I had been putting off reading this for years because I had attempted it once. I couldn’t make it past the first few chapters. But this time I did and for that I’m grateful.

Even though the first chapters were a little slow, Pride and Prejudice quickly picked up and I found myself completely immersed. I even tuned out my husband who is quite loud; consequently, that’s one of the ways I judge a book. If it can make me tune him out, it must be interesting.

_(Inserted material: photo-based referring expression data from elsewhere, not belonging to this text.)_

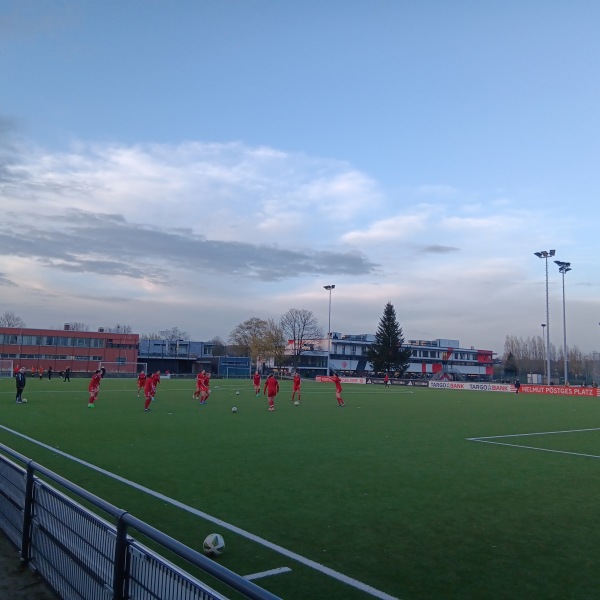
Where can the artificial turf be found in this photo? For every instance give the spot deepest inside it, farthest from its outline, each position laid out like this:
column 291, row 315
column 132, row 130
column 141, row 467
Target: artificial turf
column 389, row 491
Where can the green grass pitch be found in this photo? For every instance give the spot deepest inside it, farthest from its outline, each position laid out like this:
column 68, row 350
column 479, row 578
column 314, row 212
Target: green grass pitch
column 389, row 491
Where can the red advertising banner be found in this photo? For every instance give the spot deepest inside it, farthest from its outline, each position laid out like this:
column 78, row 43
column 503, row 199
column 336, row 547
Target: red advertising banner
column 559, row 390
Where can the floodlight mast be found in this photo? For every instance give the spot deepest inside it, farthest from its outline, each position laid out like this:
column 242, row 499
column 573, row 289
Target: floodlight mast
column 545, row 254
column 564, row 267
column 543, row 339
column 329, row 288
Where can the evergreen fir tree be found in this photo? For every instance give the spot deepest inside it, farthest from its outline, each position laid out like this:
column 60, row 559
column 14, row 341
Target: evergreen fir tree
column 386, row 353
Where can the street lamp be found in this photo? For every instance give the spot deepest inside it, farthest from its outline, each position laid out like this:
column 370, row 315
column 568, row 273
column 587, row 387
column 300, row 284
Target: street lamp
column 563, row 268
column 544, row 329
column 329, row 288
column 545, row 254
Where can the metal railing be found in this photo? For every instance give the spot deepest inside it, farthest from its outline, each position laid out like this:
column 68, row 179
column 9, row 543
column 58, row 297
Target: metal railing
column 82, row 556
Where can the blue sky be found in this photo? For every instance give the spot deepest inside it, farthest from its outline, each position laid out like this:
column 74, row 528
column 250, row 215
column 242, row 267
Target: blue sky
column 194, row 164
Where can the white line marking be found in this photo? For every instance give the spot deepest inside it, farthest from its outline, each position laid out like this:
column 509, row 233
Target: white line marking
column 534, row 448
column 267, row 573
column 363, row 587
column 486, row 440
column 492, row 437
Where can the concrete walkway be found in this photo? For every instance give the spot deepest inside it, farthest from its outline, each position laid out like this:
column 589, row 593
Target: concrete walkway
column 18, row 582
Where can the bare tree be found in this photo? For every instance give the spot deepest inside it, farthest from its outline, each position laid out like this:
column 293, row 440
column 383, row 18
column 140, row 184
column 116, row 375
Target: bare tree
column 218, row 346
column 275, row 342
column 250, row 336
column 300, row 326
column 173, row 334
column 10, row 319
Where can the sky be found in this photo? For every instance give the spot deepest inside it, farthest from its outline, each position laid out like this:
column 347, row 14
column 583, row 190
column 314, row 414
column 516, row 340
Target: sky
column 194, row 164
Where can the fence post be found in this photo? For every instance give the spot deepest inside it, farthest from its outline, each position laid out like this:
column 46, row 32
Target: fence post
column 121, row 570
column 27, row 513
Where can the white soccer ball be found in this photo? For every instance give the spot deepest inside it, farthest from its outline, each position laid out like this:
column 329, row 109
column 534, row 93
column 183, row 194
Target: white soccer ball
column 214, row 544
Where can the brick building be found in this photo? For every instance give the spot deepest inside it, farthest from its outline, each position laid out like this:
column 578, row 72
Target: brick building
column 83, row 351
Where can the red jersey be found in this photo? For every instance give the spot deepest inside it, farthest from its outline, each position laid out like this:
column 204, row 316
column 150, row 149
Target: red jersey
column 338, row 383
column 150, row 386
column 271, row 386
column 95, row 382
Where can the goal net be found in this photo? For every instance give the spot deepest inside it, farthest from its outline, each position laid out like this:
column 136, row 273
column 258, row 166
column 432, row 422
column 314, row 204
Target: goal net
column 130, row 369
column 6, row 367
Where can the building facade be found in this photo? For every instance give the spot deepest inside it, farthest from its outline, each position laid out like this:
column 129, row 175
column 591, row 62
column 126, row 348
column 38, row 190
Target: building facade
column 429, row 358
column 184, row 357
column 82, row 351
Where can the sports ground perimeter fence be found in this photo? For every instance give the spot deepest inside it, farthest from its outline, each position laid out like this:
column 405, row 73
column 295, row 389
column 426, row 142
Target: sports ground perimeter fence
column 82, row 556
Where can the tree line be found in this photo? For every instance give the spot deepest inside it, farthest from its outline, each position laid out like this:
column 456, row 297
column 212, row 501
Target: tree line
column 269, row 340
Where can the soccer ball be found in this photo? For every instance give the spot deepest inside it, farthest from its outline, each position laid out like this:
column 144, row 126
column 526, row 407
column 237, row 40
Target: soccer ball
column 214, row 544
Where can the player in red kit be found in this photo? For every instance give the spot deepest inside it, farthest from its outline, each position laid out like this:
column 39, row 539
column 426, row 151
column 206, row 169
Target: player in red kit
column 296, row 383
column 256, row 381
column 271, row 389
column 141, row 381
column 205, row 389
column 150, row 390
column 199, row 380
column 338, row 389
column 94, row 387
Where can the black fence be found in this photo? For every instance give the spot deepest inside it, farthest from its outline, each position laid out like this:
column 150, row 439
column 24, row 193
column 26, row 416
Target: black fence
column 82, row 556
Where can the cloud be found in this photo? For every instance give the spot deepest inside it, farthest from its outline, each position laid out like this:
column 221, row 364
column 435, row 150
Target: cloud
column 5, row 281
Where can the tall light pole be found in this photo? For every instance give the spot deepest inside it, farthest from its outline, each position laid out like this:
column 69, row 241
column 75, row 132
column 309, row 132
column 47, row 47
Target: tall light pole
column 563, row 268
column 329, row 288
column 545, row 254
column 543, row 330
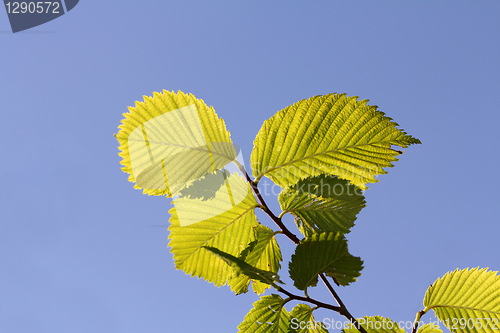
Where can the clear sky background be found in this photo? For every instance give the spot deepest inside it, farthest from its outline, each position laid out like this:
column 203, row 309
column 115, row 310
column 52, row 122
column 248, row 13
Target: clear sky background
column 82, row 251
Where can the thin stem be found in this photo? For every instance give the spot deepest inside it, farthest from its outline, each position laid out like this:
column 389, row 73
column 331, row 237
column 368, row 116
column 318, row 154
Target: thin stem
column 341, row 309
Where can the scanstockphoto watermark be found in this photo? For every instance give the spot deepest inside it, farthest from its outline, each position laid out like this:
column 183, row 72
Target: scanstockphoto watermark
column 330, row 323
column 24, row 15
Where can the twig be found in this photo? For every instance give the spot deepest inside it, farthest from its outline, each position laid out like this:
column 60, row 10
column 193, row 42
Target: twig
column 341, row 309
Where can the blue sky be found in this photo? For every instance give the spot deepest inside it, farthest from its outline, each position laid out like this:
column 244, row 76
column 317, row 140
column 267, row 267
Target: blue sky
column 82, row 251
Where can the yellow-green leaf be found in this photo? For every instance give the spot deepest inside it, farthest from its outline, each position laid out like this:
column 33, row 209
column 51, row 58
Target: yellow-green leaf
column 303, row 320
column 466, row 300
column 216, row 222
column 332, row 134
column 171, row 140
column 265, row 254
column 323, row 253
column 375, row 324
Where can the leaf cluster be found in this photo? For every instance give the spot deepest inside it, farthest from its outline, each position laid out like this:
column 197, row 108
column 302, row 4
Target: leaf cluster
column 323, row 152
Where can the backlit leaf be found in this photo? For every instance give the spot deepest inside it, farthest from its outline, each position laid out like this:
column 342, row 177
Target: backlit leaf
column 466, row 300
column 375, row 324
column 216, row 222
column 241, row 267
column 323, row 253
column 331, row 134
column 268, row 315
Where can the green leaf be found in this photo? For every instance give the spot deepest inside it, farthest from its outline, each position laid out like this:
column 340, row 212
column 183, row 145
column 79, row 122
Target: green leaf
column 241, row 267
column 265, row 254
column 375, row 324
column 466, row 300
column 225, row 226
column 171, row 140
column 303, row 320
column 323, row 253
column 332, row 134
column 429, row 328
column 322, row 204
column 268, row 315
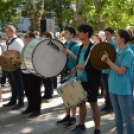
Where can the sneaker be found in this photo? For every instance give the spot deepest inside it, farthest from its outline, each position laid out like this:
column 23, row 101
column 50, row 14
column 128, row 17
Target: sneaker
column 34, row 114
column 63, row 121
column 104, row 108
column 132, row 115
column 27, row 111
column 1, row 100
column 48, row 100
column 78, row 129
column 17, row 107
column 97, row 131
column 9, row 104
column 71, row 123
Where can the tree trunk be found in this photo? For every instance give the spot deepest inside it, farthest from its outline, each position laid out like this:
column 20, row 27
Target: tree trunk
column 35, row 14
column 101, row 24
column 80, row 15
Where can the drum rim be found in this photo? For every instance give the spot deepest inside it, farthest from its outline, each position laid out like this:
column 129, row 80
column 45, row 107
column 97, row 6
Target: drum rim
column 35, row 70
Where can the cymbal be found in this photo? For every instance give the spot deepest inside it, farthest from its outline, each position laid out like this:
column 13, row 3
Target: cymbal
column 6, row 60
column 97, row 52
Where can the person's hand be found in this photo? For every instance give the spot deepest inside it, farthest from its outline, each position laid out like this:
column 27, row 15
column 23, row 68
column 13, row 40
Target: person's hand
column 104, row 57
column 15, row 61
column 73, row 71
column 65, row 51
column 80, row 67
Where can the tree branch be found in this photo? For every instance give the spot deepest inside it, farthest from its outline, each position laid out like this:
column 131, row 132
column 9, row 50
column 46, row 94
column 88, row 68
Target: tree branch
column 112, row 15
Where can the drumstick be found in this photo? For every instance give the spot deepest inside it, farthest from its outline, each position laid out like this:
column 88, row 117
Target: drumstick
column 74, row 72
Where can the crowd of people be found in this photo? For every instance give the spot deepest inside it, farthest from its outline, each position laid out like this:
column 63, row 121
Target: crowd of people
column 117, row 82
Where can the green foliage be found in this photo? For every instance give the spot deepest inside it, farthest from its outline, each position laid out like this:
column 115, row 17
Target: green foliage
column 7, row 13
column 61, row 11
column 116, row 14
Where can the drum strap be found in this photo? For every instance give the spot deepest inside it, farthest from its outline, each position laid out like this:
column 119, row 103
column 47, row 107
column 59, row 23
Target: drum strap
column 8, row 42
column 80, row 64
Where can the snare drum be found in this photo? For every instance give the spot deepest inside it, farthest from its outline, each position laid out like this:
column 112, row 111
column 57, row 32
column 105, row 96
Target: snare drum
column 43, row 57
column 72, row 93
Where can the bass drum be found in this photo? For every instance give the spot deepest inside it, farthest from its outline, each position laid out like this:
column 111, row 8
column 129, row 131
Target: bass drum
column 43, row 57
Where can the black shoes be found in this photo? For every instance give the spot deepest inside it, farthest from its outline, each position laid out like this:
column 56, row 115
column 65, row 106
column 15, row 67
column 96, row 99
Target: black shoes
column 63, row 121
column 34, row 114
column 9, row 104
column 71, row 123
column 18, row 107
column 27, row 111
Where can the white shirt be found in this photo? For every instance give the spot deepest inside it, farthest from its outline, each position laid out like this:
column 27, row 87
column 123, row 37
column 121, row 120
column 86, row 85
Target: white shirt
column 23, row 69
column 17, row 45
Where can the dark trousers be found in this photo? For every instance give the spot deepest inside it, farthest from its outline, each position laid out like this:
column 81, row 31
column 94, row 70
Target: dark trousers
column 32, row 86
column 3, row 78
column 49, row 87
column 104, row 80
column 17, row 88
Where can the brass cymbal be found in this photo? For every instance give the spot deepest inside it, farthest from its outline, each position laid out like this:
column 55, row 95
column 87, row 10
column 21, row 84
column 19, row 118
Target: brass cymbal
column 97, row 52
column 6, row 60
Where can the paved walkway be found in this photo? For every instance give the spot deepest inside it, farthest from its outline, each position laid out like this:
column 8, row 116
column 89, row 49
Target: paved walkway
column 12, row 122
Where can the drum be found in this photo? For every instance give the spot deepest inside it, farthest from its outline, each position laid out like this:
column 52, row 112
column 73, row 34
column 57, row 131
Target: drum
column 72, row 93
column 43, row 57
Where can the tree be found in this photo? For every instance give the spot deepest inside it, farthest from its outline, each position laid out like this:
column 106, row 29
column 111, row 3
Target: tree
column 81, row 13
column 106, row 13
column 36, row 11
column 61, row 11
column 7, row 13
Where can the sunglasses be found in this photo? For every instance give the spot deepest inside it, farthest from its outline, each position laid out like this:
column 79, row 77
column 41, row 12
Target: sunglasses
column 80, row 31
column 26, row 37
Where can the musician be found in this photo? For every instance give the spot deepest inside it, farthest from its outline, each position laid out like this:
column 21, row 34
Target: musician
column 90, row 78
column 69, row 34
column 131, row 45
column 102, row 36
column 37, row 34
column 97, row 40
column 49, row 82
column 0, row 80
column 109, row 32
column 120, row 78
column 15, row 77
column 32, row 85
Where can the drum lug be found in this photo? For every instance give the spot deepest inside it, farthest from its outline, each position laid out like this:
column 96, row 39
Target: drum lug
column 73, row 85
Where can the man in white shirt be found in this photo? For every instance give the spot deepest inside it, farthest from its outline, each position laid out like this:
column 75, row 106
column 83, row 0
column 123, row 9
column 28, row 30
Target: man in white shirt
column 15, row 78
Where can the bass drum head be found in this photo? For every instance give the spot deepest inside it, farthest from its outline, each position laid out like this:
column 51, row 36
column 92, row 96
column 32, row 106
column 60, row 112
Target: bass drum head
column 48, row 59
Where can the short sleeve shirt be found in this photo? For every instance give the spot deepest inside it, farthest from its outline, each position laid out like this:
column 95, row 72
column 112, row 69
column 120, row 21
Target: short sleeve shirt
column 121, row 85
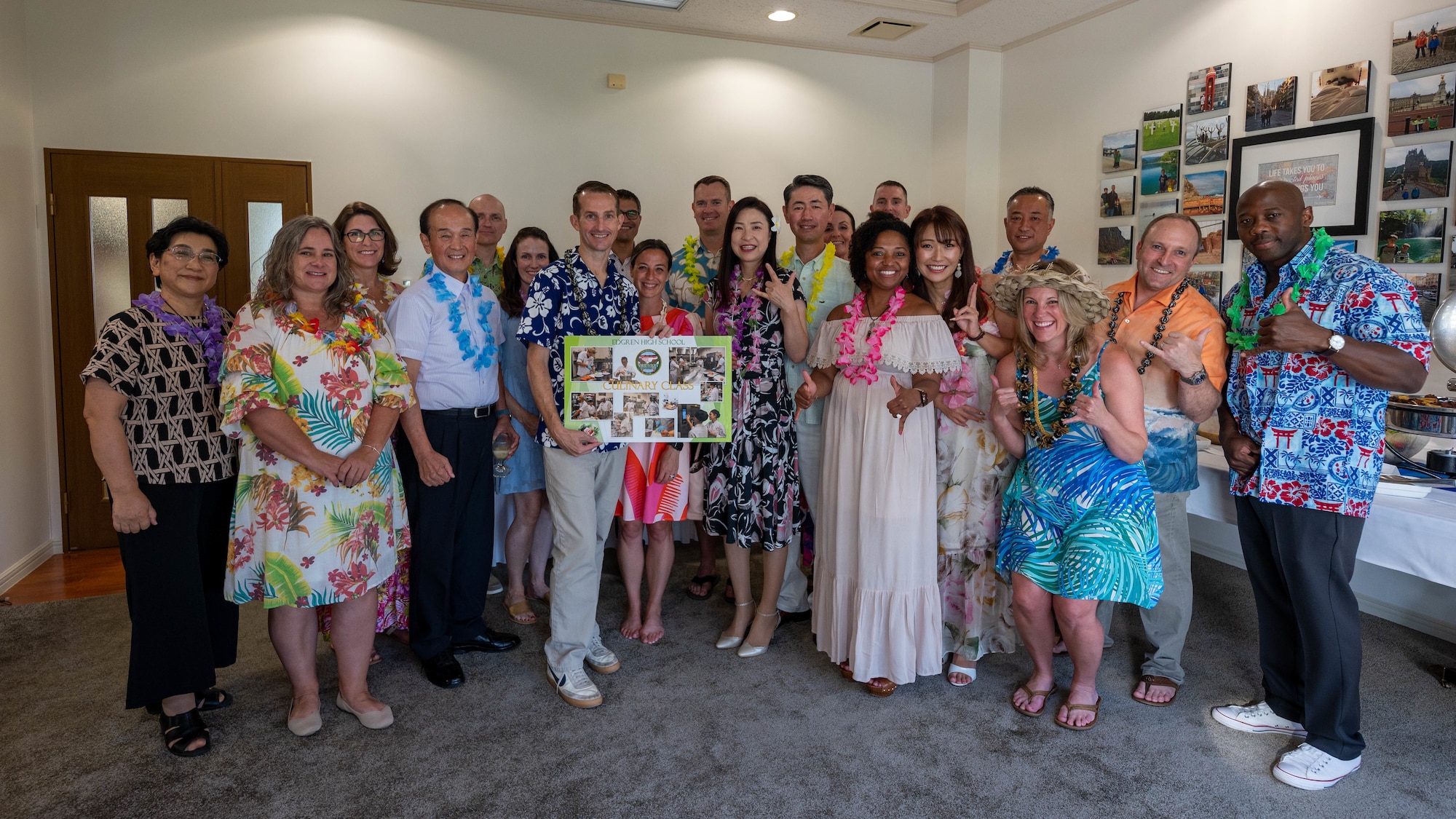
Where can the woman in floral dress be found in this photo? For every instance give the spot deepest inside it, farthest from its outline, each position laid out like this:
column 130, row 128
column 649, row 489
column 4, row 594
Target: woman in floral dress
column 312, row 391
column 972, row 467
column 753, row 481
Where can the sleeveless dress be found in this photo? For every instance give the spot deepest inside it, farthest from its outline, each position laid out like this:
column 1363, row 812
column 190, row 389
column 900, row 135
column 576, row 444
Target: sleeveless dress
column 1078, row 521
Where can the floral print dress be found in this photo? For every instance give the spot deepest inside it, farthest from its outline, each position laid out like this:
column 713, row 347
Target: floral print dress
column 972, row 470
column 753, row 481
column 296, row 539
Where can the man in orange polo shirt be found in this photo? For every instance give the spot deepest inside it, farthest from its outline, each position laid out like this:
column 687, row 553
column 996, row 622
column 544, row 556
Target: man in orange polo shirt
column 1177, row 340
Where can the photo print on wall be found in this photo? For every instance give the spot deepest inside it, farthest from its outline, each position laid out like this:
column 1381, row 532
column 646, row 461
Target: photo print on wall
column 1120, row 152
column 1270, row 106
column 1420, row 106
column 1423, row 41
column 1163, row 127
column 1117, row 196
column 1206, row 141
column 1209, row 90
column 1340, row 92
column 1417, row 173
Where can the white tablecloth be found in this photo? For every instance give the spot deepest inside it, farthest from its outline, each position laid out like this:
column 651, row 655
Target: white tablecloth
column 1412, row 535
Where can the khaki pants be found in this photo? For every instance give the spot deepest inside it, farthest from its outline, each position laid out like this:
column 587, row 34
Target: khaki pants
column 583, row 493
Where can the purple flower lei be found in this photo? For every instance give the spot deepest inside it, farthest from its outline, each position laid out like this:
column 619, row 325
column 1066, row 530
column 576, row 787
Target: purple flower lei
column 207, row 337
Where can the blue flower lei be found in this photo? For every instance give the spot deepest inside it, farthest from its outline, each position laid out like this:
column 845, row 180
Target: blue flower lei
column 1001, row 264
column 486, row 356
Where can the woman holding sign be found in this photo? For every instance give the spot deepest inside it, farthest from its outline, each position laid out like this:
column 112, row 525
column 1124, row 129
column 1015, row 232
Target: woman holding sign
column 880, row 357
column 753, row 481
column 657, row 486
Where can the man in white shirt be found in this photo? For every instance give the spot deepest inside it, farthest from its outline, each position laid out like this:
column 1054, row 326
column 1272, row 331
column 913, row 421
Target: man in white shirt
column 448, row 328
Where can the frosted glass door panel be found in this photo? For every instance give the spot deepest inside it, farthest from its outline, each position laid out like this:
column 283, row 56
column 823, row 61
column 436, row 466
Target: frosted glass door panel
column 264, row 221
column 111, row 272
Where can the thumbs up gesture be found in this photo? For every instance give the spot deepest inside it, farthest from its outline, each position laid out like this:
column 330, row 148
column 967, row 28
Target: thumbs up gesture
column 1292, row 331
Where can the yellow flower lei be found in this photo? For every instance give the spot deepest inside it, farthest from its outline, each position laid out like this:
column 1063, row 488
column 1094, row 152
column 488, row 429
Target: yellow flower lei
column 691, row 267
column 818, row 282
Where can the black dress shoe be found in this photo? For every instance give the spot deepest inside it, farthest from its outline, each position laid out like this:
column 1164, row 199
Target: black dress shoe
column 445, row 670
column 488, row 640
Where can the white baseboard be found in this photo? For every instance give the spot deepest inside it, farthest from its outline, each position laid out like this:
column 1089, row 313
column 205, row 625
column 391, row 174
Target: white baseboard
column 28, row 564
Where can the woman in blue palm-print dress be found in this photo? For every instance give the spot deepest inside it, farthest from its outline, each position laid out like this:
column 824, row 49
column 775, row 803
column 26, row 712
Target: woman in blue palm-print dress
column 1078, row 521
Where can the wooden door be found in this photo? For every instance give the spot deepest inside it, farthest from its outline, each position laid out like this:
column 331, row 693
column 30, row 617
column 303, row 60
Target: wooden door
column 103, row 209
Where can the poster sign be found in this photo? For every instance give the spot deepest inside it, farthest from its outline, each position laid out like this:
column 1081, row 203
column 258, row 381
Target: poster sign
column 637, row 388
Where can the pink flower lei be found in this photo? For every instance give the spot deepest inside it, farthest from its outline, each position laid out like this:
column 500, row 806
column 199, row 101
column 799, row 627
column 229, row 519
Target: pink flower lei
column 869, row 372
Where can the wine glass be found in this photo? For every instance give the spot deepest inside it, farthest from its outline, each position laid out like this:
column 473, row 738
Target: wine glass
column 502, row 449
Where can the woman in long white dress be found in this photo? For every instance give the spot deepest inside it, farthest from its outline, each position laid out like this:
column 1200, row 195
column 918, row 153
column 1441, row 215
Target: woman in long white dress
column 877, row 604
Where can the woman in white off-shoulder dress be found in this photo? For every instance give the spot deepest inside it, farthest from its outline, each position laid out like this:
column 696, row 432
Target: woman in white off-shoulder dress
column 877, row 602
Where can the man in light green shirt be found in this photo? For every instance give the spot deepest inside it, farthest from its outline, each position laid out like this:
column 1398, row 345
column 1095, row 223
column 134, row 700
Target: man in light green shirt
column 809, row 202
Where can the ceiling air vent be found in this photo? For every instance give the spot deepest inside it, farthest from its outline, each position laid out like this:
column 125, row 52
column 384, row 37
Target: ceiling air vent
column 885, row 28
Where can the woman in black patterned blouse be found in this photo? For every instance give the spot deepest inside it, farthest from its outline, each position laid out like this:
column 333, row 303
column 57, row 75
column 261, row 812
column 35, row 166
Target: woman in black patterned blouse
column 152, row 391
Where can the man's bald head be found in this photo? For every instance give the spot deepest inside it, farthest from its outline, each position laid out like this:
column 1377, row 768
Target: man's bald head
column 493, row 223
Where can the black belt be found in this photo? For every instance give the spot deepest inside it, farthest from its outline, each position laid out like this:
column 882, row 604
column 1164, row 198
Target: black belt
column 468, row 413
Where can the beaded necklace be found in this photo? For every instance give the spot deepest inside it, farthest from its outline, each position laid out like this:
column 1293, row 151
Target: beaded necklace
column 1163, row 323
column 1029, row 391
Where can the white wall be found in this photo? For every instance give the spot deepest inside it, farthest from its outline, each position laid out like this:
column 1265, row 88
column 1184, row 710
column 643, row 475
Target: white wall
column 1068, row 90
column 27, row 410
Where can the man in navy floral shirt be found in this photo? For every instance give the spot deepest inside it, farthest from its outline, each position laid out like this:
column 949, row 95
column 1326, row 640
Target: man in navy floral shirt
column 1320, row 339
column 585, row 293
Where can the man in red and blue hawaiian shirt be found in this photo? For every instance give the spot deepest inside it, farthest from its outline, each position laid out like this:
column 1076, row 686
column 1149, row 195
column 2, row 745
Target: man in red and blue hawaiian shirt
column 1320, row 337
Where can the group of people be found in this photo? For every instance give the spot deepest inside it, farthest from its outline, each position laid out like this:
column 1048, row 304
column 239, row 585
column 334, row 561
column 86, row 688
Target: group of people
column 982, row 455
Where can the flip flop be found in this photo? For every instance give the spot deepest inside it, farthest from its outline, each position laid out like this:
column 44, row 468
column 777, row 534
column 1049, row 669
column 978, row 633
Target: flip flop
column 1148, row 679
column 710, row 579
column 1046, row 695
column 1075, row 707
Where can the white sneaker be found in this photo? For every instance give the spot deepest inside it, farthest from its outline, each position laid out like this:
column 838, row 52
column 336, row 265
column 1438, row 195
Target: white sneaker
column 601, row 657
column 1257, row 717
column 576, row 688
column 1311, row 768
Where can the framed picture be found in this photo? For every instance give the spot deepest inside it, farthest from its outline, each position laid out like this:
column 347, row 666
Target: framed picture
column 1422, row 41
column 1209, row 90
column 1163, row 127
column 1417, row 173
column 1206, row 141
column 1340, row 92
column 1120, row 152
column 1160, row 173
column 1412, row 237
column 1211, row 248
column 1203, row 193
column 1332, row 164
column 1117, row 196
column 1270, row 106
column 1420, row 106
column 1115, row 245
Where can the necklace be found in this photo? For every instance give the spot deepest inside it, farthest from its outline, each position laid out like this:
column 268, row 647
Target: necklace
column 1030, row 394
column 869, row 372
column 209, row 336
column 1307, row 272
column 480, row 357
column 1163, row 323
column 1001, row 264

And like any good romance, I was completely sold on the slow-brewing chemistry between Mr. Darcy and Elizabeth. It’s a classic hate-to-love story and even though we all know how it ends, the moments they spend together are completely swoon worthy. How could you not root for them?

But it wasn’t just that the chemistry was good. It was that the characters were fleshed out and felt real. I was worried that I wouldn’t like the book as much as I like the movie, but I felt like I knew both Elizabeth and Mr. Darcy more by the end of the novel. In fact, I felt that way about most of the characters, including Mr. Bennet, Jane, and even Mr. Collins.

And even though this is rather dialogue heavy, the narration is charming. It’s snarky, sarcastic, and humorous, poking fun at the various characters and the customs of their society. And I think, in part, this is why Pride and Prejudice is still successful today. More than likely, we know someone like Mr. Collins who spends much of his time boasting about who he knows and where he lives. Or we maybe we know someone like Mrs. Bennet, who is a dramatic busybody concerned with outdoing her friends. Ultimately, it’s still relevant.

So if you’ve been avoiding this because it’s old, a classic, or a romance, you might find that there are aspects of it that a modern reader can still relate to. Give it a chance, and you might it enjoyable.